Qualmann Employment Agreement

     The employment agreement between Mr. Qualmann and AirNet (the “Qualmann Agreement”) provides for an initial employment period ending December 31, 2006, which will be automatically renewed for successive one-year periods unless either party gives notice to the other of non-renewal at least 90 days prior to the end of the relevant employment period. Under the Qualmann Agreement, Mr. Qualmann is to be employed as Chief Financial Officer of AirNet. During his employment, he may not engage in or perform any outside consulting or other services, except that: (a) he may serve as a director or trustee of any corporation, civil, fraternal, religious, public interest or similar organization provided that he must receive prior approval from AirNet’s Board or AirNet’s Lead Director to serve as a director or trustee for any for-profit entity; and (b) he may continue his elected position as auditor of the City of Bexley, Ohio as long as that position does not interfere with his duties to AirNet under the Qualmann Agreement.

     Mr. Qualmann is entitled to receive an initial annual base salary of $215,000, which may be adjusted upward or downward on an annual basis by the Compensation Committee based on its review of Mr. Qualmann’s performance.

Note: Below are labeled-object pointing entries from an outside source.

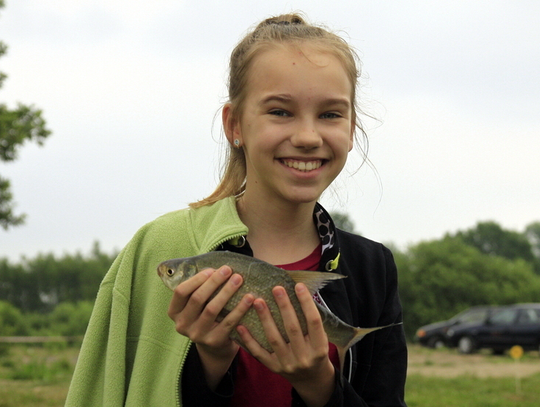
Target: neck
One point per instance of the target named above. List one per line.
(279, 233)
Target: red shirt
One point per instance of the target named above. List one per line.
(255, 384)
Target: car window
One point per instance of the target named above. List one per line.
(529, 316)
(504, 317)
(473, 316)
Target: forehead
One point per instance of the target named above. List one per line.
(302, 69)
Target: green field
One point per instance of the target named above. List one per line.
(38, 376)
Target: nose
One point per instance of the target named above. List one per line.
(306, 136)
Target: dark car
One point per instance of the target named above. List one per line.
(517, 324)
(435, 335)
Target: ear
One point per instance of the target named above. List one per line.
(231, 125)
(351, 137)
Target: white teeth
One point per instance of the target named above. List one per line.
(302, 165)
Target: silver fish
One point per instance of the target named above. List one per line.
(259, 278)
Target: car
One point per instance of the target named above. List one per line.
(517, 324)
(435, 335)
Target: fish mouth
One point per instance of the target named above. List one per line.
(303, 165)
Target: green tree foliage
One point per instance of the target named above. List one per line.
(17, 126)
(490, 238)
(440, 278)
(532, 232)
(343, 221)
(12, 322)
(39, 284)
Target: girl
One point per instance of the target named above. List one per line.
(290, 122)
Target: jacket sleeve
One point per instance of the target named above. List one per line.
(381, 357)
(99, 377)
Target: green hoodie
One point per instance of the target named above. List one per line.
(131, 354)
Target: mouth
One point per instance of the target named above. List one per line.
(304, 166)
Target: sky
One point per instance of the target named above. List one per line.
(132, 90)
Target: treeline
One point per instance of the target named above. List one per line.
(50, 295)
(486, 264)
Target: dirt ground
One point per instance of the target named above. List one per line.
(449, 363)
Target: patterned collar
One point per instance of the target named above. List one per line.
(327, 233)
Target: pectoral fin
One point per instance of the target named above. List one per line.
(314, 280)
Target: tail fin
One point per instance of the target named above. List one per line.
(359, 333)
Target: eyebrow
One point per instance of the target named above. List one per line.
(286, 98)
(283, 97)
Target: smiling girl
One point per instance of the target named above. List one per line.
(290, 122)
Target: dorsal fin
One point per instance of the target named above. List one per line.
(314, 280)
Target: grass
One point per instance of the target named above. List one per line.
(35, 376)
(468, 391)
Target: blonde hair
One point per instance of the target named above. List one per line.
(280, 30)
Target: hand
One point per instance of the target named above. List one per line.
(196, 316)
(304, 361)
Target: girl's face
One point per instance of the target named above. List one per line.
(296, 125)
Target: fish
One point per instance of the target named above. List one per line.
(259, 278)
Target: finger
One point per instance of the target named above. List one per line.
(222, 299)
(200, 297)
(314, 321)
(290, 318)
(273, 335)
(184, 290)
(251, 345)
(233, 318)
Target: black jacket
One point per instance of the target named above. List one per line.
(368, 297)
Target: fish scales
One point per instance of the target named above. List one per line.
(259, 278)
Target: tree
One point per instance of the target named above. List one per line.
(440, 278)
(343, 221)
(490, 238)
(17, 126)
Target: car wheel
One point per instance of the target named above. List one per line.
(435, 343)
(466, 345)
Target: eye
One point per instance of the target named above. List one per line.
(330, 115)
(279, 112)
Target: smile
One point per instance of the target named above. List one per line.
(304, 166)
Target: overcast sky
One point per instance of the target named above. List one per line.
(130, 89)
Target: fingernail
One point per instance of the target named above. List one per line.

Mr. Qualmann is entitled to participate in any bonus plan which AirNet may establish, at the level determined by the Compensation Committee. Mr. Qualmann currently participates in AirNet’s 2005 Incentive Compensation Plan (the “Incentive Plan”) described under the caption “2005 Incentive Compensation Plan” in ITEM 11 – EXECUTIVE COMPENSATION of AirNet’s Annual Report on Form 10-K for the fiscal year ended December 31, 2004.

     Mr. Qualmann is entitled to receive all health and life insurance coverages, sick leave and disability programs, tax-qualified retirement plan contributions, paid holidays and vacations, perquisites and other fringe benefits of employment provided by AirNet to its actively employed senior executive officers. Mr. Qualmann is also entitled to participate in the AirNet Systems, Inc. Amended and Restated 1996 Incentive Stock Plan (the “1996 Stock Plan”) and the AirNet Systems, Inc. 2004 Stock Incentive Plan (the “2004 Stock Plan”), in each case at levels determined by the Compensation Committee.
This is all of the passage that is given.